Exploring Drug Response Determinants

CellMinerCDB allows correlation analyses and scatterplots for testing and visualizing potential response-determinant relationships (univariate analyses) as well as multivariate linear regression methods for integrating multiple determinants (multivariate analyses; see Figures 5D and 6B). CellMinerCDB also enables the discovery of candidate genomic determinants of drug response as well as drug-drug correlations (“Compare Pattern” tab in the “Univariate analyses” tool; https://discover.nci.nih.gov/cellminercdb/). This method led to the discovery of Schlafen 11 (SLFN11) expression as a causal determinant of response to widely used DNA-targeted anticancer agents, including topoisomerase inhibitors, platinum derivatives, PARP inhibitors, and antimetabolites (Barretina et al., 2012, Murai et al., 2016, Murai et al., 2018, Zoppoli et al., 2012). Starting with target expression profiles, CellMinerCDB correlation analyses can identify compounds with matching activity profiles. For example, CellMinerCDB can be used to demonstrate that epidermal growth factor receptor (EGFR) expression is significantly correlated with the activity of erlotinib and afatinib in all major cell line databases, as well as with the activity of other established EGFR inhibitors available in one or more data sources. CellMinerCDB correlation analyses also allow direct evaluation of drug resistance determinants. For example, potential substrates of drug efflux ABC transporters can be recovered because strong negative activity correlates with the expression of ABC drug transporters, as in the case of paclitaxel and ABCB1 in the GDSC (r = −0.33; p value = 5.7 × 10−12).

CellMinerCDB also allows users to assess on the spot the generality of results presented in the literature, and iteratively explore evidence for multifactorial mechanistic models. Figure 5A shows an example for indisulam, which targets the splicing factor RBM39 for proteasomal degradation by forming a ternary complex with RBM39 and the E3 ubiquitin ligase receptor DCAF15. A report of increased indisulam sensitivity in hematopoietic cell lines with high DCAF15 expression is readily verified with CellMinerCDB (Figure 5B, red dots) (Han et al., 2017). CellMinerCDB also corroborates a report of MYC-driven small cell lung cancer exhibiting vulnerability to aurora kinase inhibition (Mollaoglu et al., 2017) (Figure 5C).

As determinants of drug responses are multifactorial, CellMinerCDB includes a multivariate analysis tool under the “Regression Models” tab. Figures 5D–5G illustrate its use for the topoisomerase II inhibitor etoposide.
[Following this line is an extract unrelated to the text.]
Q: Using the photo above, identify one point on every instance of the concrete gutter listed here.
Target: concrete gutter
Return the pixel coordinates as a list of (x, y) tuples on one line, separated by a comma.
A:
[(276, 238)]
Starting with expression of the drug target (TOP2A and TOP2B) (Pommier et al., 2016) and SLFN11 (Zoppoli et al., 2012), users can select additional determinants based on biological knowledge. Determinant selection can be further guided by pathway annotations, as well as partial correlation analyses, which measure the capacity of additional features to improve the current model (Figure 5G). Additional determinants can be found using the “LASSO” tool in the “Algorithm” dropdown menu of the “Regression Models” tab of the CellMinerCDB website. The use of the multivariate modeling tools included in the “Regression Models” tab is outlined in the video tutorial (https://youtu.be/XljXazRGkQ8) and will be exemplified below in the A Multivariate Model of Schweinfurthin A Drug Activity section.

Benefits of Analyses over Multiple Data Sources

The uniform data representation, accessibility, and interoperability provided by CellMinerCDB allows direct exploratory analyses across the datasets (NCI-60, CCLE, GDSC, CTRP, NCI/DTP-SCLC). This is critically important to identify molecular and drug response determinants with consistent data across sources for specific analyses. The automatic management of cell line overlaps also enables comprehensive analyses encompassing all databases, using complementary data to supplement source-associated gaps in molecular and drug activity data (see Figure 1, and prior section). These application features are highlighted in the examples presented below.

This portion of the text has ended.